Федька не имел силы вырываться. Но была в нем не телесная, а другая сила. Она велела не вырываться, не плакать. Мольбы только больше раззадорили бы барина, доставили бы ему больше удовольствия, а Федьку заставили бы дольше страдать. Федька вытерпел всё. И боль отступила. Барин оттолкнул его, сказав:
— Дурак ты, Федька, я стараюсь, а ты, дрянь, бесчувственная, хоть бы шевельнулся ответно! Ладно! После обучишься, войдешь во вкус, тогда уж наверстаем.
— Ваша правда, Семен Иванович, — отвечал ему Федька. — Я потом постараюсь как смогу, но не сразу же…
Когда Семен Иванович уснул, Федька плотно запер замком его спальню. Неслышной тенью скользнул он в девичью, украл рубаху, сарафан. На кухне он запасся калачами. Взял свечей, веретенного масла, дегтя, пакли. И все, что могло хорошо гореть, разлил и разложил у дверей спальни и подо всеми дверями дома. И двери подпер кольями. Разбросал всюду подожженную паклю. И кинулся бежать.

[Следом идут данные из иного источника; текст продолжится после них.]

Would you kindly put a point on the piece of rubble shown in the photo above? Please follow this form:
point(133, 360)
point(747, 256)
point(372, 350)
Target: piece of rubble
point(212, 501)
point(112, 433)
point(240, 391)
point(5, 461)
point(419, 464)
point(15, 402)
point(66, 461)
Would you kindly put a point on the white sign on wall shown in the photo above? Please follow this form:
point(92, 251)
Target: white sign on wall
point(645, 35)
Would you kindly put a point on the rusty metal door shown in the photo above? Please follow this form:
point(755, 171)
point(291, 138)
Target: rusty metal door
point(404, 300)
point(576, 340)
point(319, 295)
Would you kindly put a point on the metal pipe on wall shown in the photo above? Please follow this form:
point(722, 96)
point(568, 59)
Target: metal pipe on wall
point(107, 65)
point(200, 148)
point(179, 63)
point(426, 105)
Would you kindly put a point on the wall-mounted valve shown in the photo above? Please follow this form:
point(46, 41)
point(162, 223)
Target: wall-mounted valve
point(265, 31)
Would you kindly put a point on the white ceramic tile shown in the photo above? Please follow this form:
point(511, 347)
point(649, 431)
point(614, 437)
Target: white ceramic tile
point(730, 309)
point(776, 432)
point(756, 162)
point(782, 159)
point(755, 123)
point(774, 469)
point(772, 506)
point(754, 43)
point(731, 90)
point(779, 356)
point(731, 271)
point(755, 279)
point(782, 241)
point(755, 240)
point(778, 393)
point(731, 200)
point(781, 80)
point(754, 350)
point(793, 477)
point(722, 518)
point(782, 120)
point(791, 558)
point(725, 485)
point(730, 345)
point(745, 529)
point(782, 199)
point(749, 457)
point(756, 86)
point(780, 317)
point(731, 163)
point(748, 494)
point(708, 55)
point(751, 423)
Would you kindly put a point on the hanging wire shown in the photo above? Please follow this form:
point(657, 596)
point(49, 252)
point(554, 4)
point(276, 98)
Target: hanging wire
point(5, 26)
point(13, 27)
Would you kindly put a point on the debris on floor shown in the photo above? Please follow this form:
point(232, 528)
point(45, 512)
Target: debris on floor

Тайными тропами пробирался Федька к Москве. Оборвался, перемазался в грязи и саже. Просил Христа ради, в попутных деревнях. Так и до Москвы добрался, и до Ивановского женского монастыря. Почему решил в женском монастыре укрыться? А очень просто. Сгорел барин с усадьбой и со всей дворней. Преступление важное! Но ищут-то отрока, а тут пришла отроковица. Пусть ищейки-крючки по мужским монастырям порыскают!
Игуменье пришедшая отроковица понравилась: чудо как красива, взор кроток, глаз поднять не смеет, всё всегда готова исполнять. Являвшихся в монастырь особо-то не расспрашивали, что сами расскажут, то и ладно. Готовы требования устава исполнять, и — ладно. А там — видно будет. И отроковицу Феклу (так назвался Федька) нарекли Досифеей.
Игуменья приставила Досифею к своей заместительнице, к монахине Евпраксии. Она была старожилкой монастыря, пережила несколько игумений. Великого ума и великих познаний женщина. Знала Библию и весь греческий устав, читала и по латыни. И себя блюла, тысячи поклонов била, и обливалась зимой и летом колодезной водой до пояса, и растиралась платами белыми. На полях и огородах работала как одержимая. Посты все, до единого, твердо стояла. И старость её не брала. Сколько жила, ни морщин на челе не добавилось, ни огрузла, ни одрябла. Только лицо с годами слегка потемнело, словно загаром вечным покрылось.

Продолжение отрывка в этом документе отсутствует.